If you’re MSNBC, who do you get to provide the anti-FCC net neutrality position for fairness and balance?
As usual, while there’s a kerfuffle over major issues I’m down here in the weeds wondering at peculiarities. For instance, with net neutrality being a significant chunk of the current 24/7 news cycle fodder thanks to the FCC’s recent decision, I could focus on the pros and cons of net neutrality, so-called or otherwise, but I’m honestly a bit torn. For the moment, I’m content to wait and see what the wonks have to say about the full 300+ pages of the FCC measure when it’s eventually released. There’s cause for caution when advocates for net neutrality are holding their noses over this latest development.
What I’m struck by at the moment is a piece over at MSNBC by one Ryan Radia. As opposition pieces go, it makes as reasonable a case as I’ve seen against a regulatory solution to the hazards posed by fast lanes and paid prioritization. Unsurprisingly, the opposition piece has a strikingly libertarian tone. Now, where do I know Ryan Radia from? MSNBC’s stable of libertarian talking heads? No. Regular contributor to MSNBC? No. This article appears to be his only piece there. For that matter, apart from dragging in the occasional GOP wonk to beat up on (fairly or otherwise), when do we generally see MSNBC offer a platform to the opposition? I guess when its parent, Comcast, needs one. Comcast has declared war, after all.
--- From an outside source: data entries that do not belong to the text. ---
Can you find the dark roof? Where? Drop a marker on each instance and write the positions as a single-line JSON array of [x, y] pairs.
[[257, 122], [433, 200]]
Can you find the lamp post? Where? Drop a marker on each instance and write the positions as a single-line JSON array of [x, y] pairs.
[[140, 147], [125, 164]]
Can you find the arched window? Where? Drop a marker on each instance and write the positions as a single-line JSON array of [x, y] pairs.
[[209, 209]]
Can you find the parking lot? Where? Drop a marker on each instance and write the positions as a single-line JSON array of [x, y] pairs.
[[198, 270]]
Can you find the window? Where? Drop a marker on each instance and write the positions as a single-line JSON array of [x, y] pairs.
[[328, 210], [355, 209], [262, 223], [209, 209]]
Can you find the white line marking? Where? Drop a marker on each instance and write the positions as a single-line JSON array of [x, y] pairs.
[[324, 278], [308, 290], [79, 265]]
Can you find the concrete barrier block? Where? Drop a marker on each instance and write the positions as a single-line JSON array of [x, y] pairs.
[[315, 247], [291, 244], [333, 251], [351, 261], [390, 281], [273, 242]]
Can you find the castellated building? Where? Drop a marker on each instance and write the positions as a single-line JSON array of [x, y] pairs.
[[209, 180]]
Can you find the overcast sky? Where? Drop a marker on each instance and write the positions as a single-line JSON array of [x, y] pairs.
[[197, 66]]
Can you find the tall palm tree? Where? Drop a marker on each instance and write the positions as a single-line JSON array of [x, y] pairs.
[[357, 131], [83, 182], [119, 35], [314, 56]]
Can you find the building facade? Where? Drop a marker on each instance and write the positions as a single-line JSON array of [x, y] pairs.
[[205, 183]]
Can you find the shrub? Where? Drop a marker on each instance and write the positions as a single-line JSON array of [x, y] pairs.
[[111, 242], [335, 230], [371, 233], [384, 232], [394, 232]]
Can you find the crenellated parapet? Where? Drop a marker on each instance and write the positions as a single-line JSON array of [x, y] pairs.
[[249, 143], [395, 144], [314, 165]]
Okay, so I get it. Comcast owns MSBNC like a cat owns a litterbox, and it will shit in it when it damned well pleases. Stop looking! So they need a mouthpiece. Naturally, Ryan Radia comes to mind! No. Again, Ryan who? Oh, it must be this Ryan Radia, Associate Director of Technology Studies at the Competitive Enterprise Institute. That explains the libertarian edge. But isn’t this also the same Ryan Radia, “policy advisor for telecom and technology” at the Heartland Institute. Heartland Institute? Yup. That one.
Granted, net neutrality opposition isn’t industrial climate disruption denial. I’m trying really hard here to not simply leap to ad hominem, but I confess it’s terribly difficult at the moment. Maybe Ryan Radia is one of the prettier offerings from CEI’s Chicken Ranch-style of politics. Or maybe he just brings in the hot towels and leaves the happy endings at Heartland to the climate change denialists, ever content to massage science and wallets alike. In either case, Radia still serves the dubious interests of Heartland’s and CEI’s most notorious johns, the Koch Brothers. That doesn’t necessarily make him wrong.
But doesn’t that make him absolutely the wrong choice for Comcast/MSNBC when it comes to presenting the opposition to their audience? Did MSNBC really need to grant even this thin a veneer of credibility to Heartland?